We study the asymptotic behaviour of widely used tests for evaluating and comparing predictive accuracy when forecast errors exhibit heavy tails. In particular, when loss differentials have infinite variance, the Diebold-Mariano test statistic converges to a nonstandard limit involving non-Gaussian stable random variables. As a consequence, conventional critical values can yield severely distorted inference: a nominal 5$\%$ test may reject a true null as often as 70$\%$ of the time.
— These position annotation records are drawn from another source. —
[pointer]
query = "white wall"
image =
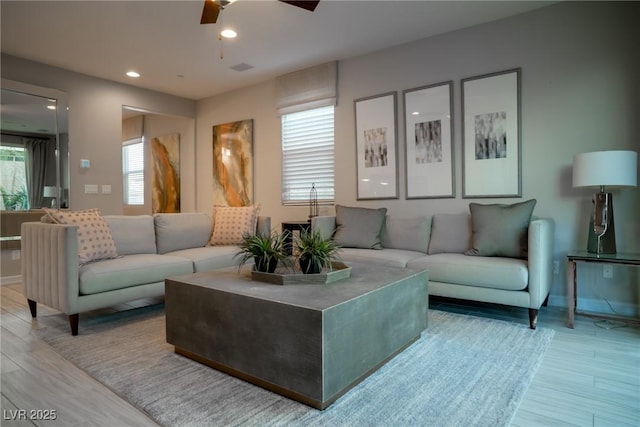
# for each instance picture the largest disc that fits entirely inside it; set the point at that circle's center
(580, 78)
(95, 120)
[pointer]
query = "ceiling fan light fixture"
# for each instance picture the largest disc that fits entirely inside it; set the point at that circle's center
(228, 33)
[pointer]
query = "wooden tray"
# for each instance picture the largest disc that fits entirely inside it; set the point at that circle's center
(284, 276)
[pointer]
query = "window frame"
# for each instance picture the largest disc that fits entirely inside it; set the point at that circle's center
(302, 131)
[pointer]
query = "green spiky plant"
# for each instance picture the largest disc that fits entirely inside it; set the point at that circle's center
(266, 249)
(315, 252)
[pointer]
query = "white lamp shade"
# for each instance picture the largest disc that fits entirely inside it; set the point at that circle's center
(50, 191)
(616, 168)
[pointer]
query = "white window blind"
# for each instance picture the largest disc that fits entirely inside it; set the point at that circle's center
(133, 171)
(308, 155)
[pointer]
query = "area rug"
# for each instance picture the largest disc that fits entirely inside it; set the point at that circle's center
(462, 371)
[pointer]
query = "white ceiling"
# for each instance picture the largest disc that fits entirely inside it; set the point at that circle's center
(164, 41)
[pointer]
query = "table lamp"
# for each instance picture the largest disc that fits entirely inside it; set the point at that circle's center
(615, 168)
(51, 191)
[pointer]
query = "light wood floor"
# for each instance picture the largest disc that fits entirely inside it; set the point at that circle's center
(590, 376)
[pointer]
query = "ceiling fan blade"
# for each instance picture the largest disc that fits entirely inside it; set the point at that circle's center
(210, 12)
(305, 4)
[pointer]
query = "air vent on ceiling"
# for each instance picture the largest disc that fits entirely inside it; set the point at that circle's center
(241, 67)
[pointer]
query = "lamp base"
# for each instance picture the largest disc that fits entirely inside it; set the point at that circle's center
(602, 224)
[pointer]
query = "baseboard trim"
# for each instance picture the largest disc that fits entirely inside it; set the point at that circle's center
(10, 280)
(598, 306)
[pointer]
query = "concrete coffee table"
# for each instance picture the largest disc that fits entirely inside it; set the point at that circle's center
(311, 343)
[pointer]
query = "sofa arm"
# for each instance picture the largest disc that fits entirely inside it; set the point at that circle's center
(50, 265)
(325, 224)
(541, 238)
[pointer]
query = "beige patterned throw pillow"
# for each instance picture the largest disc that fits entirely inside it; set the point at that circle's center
(94, 235)
(230, 223)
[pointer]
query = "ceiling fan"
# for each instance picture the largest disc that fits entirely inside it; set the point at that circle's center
(212, 8)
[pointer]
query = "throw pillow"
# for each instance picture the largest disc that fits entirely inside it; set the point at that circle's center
(501, 230)
(94, 235)
(450, 233)
(410, 234)
(230, 223)
(359, 227)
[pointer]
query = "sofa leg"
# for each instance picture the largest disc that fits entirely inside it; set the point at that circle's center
(73, 322)
(33, 307)
(533, 318)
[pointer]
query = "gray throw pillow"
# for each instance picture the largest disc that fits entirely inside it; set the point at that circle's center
(450, 233)
(411, 234)
(501, 230)
(359, 227)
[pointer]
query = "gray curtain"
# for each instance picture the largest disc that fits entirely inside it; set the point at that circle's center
(40, 152)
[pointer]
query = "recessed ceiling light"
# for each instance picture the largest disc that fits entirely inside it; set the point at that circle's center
(228, 33)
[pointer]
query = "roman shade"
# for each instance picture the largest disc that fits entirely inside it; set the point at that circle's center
(307, 89)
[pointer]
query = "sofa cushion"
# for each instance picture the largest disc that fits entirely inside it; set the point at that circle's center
(130, 270)
(411, 234)
(500, 230)
(230, 223)
(386, 257)
(209, 257)
(496, 273)
(359, 227)
(132, 234)
(175, 231)
(94, 235)
(450, 233)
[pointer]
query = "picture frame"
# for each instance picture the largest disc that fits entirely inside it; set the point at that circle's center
(376, 147)
(233, 163)
(165, 182)
(429, 150)
(491, 135)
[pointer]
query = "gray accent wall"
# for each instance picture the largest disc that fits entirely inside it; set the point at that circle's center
(580, 92)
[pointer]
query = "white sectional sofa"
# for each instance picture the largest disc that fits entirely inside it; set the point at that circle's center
(495, 253)
(148, 249)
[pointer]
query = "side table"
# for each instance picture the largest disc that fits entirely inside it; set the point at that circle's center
(292, 226)
(629, 259)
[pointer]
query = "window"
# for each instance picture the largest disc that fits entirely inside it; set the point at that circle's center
(308, 155)
(133, 171)
(13, 179)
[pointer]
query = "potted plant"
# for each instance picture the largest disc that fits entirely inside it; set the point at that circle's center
(315, 253)
(265, 249)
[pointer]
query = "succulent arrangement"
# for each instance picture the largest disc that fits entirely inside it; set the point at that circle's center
(269, 250)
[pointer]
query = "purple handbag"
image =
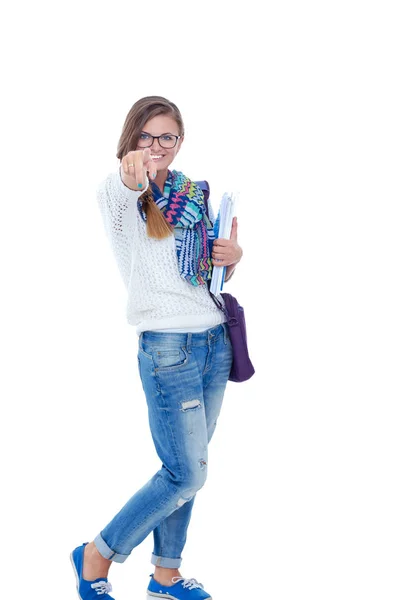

To establish these results, we develop a new stable limit theorem for strongly mixing, infinite-variance time series processes. Building on this theory, we consider sub-sampling-based inference that remains valid irrespective of tail-heaviness and requires no estimation of long-run variances or tail indices. An application to risk forecasts for emerging-market exchange rates shows that accounting for heavy tails can substantially alter conclusions about predictive performance relative to standard procedures.

翻译：本文研究当预测误差呈现重尾特征时，用于评估和比较预测精度的常用检验方法的渐近行为。具体而言，当损失差分序列具有无限方差时，Diebold-Mariano检验统计量收敛于包含非高斯稳定随机变量的非标准极限分布。因此，传统临界值会导致严重扭曲的推断：名义显著性水平为5%的检验拒绝真实原假设的频率可能高达70%。为建立这些结论，我们提出了适用于强混合无限方差时间序列过程的新型稳定极限定理。基于该理论，我们发展了无需估计长期方差或尾部指数的子抽样推断方法，该方法对任意重尾程度均保持有效性。将所提方法应用于新兴市场汇率风险预测的实证研究表明，与标准程序相比，考虑重尾特征会显著改变关于预测绩效的结论。